At least for the time being it seems other ancient activities, such as gripping, throwing, and hugging are acceptable to Harrison (as, no doubt, is patting oneself on the back for conceiving so clever a name as "Skinput"). I do suspect, however, that he considers these actions mere grunt-work, "legacy" functionalities screaming for modernization. "It's time," I can almost hear him say in his Nobel Prize acceptance speech, "to demand better from our extremities!"
Ironically, as one justification for Skinput, Harrison cites (fabricates?) dissatisfaction with the iPhone, one of the more recent once-in-a-lifetime gadgets certain to, ahem, simplify our existence. Well, in Harrison's estimation at least, the iPhone has fallen short on that front, leaving it to him to pick up the mantle and eradicate the blight of trifling inconvenience from the face of the Earth.
Quoted in a predictably uncritical story posted on CNN.com in 2010 (written by yet another entranced disciple of technology's "new = good" axiom), Harrison dares to take on the iPhone.
| | "People don't love the iPhone keyboard. They use them. But they don't love them. If you can make the iPhone keyboard as big as an arm - that would be huge." |
So let me get this straight. The rationale for Skinput is that it's no longer enough for a keyboard to be functional? It must be loved? And love requires the surrender of an appendage? Yikes.
Harrison goes on,
| | "The most profound achievement of Skinput is that the human body can be used as a sensor...literally, computing is always available. A person might walk toward their home, tap their palm to unlock the door and then tap some virtual buttons on their arms to turn on the TV and start flipping through the channels. It's almost like magic." |
Magic, perhaps, but even in this utopian scenario, Harrison has left some work undone.
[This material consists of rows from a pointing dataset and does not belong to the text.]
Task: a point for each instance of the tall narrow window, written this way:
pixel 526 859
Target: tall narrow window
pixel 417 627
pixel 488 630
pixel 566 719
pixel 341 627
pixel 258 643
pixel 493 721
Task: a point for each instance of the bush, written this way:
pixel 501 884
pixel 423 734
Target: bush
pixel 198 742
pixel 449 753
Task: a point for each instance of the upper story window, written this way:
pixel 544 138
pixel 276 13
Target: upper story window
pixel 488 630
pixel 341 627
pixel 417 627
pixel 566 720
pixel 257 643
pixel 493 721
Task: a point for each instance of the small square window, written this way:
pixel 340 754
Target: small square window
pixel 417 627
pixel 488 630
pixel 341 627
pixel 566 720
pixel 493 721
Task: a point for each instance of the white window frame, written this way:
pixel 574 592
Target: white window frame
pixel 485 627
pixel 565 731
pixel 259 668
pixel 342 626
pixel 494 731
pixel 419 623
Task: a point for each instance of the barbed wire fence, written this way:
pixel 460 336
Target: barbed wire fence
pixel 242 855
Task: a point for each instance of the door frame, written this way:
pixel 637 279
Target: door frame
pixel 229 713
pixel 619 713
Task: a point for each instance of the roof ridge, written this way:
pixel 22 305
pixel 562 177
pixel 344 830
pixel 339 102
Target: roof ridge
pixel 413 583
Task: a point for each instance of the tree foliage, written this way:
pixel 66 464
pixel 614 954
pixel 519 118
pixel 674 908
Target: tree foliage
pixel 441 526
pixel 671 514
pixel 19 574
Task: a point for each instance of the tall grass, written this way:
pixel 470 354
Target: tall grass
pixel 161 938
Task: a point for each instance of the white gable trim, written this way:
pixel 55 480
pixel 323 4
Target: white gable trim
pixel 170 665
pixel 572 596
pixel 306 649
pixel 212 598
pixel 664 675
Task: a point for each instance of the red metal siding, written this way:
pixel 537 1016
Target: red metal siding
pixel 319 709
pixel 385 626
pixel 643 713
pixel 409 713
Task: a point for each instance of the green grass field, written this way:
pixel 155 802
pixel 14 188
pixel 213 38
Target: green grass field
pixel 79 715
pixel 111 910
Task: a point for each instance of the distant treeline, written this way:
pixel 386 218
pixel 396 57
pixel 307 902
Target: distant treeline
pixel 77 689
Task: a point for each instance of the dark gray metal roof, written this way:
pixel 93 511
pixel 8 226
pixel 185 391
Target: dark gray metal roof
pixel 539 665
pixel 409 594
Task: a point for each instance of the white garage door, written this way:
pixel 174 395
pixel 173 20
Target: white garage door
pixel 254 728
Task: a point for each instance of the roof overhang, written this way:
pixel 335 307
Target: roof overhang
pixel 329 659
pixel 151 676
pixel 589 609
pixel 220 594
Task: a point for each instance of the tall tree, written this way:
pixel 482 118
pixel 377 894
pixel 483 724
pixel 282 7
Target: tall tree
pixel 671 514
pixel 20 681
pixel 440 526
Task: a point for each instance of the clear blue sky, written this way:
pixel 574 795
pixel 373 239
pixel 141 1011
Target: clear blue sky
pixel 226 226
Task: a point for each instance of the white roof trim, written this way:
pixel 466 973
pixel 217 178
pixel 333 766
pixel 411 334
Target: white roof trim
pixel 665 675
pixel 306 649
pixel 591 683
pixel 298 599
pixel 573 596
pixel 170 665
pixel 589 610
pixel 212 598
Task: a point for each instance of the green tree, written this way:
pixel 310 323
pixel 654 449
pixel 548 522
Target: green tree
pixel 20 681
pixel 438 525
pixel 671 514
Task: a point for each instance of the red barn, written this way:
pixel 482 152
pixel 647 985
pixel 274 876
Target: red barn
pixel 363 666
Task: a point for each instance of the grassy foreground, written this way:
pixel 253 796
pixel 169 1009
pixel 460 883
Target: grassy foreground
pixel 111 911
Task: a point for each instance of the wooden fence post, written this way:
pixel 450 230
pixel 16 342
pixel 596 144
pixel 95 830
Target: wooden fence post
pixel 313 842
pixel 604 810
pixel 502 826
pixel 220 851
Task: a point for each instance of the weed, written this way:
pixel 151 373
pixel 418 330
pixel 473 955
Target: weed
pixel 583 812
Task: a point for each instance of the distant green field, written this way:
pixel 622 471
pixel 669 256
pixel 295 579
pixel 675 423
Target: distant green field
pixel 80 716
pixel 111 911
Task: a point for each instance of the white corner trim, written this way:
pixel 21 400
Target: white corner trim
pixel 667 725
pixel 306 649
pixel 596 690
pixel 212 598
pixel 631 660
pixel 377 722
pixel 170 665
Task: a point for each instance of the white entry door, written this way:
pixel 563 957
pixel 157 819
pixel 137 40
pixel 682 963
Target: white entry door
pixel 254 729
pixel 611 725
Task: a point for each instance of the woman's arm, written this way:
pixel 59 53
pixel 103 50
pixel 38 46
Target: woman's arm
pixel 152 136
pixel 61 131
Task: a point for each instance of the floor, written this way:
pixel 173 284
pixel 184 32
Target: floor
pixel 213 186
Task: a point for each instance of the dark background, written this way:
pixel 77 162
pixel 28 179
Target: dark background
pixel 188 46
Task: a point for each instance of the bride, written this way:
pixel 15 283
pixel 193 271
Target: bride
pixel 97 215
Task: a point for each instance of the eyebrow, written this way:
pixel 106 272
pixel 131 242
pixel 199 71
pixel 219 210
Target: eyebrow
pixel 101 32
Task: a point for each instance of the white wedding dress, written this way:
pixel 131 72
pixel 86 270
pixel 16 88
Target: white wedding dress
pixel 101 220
First, there seems to be some sort of "walking" expectation. Really now. And after we "walk" to the front door, are we then expected to physically push it open? What are we, Luddites? Then, there's all this tapping. Tapping must eventually be eliminated.
Perhaps at that point Harrison and his ilk will finally be satisfied: when we're all living a bland, intricately designed, and residue-free "Pringle" existence, and I'm perpetually nauseated.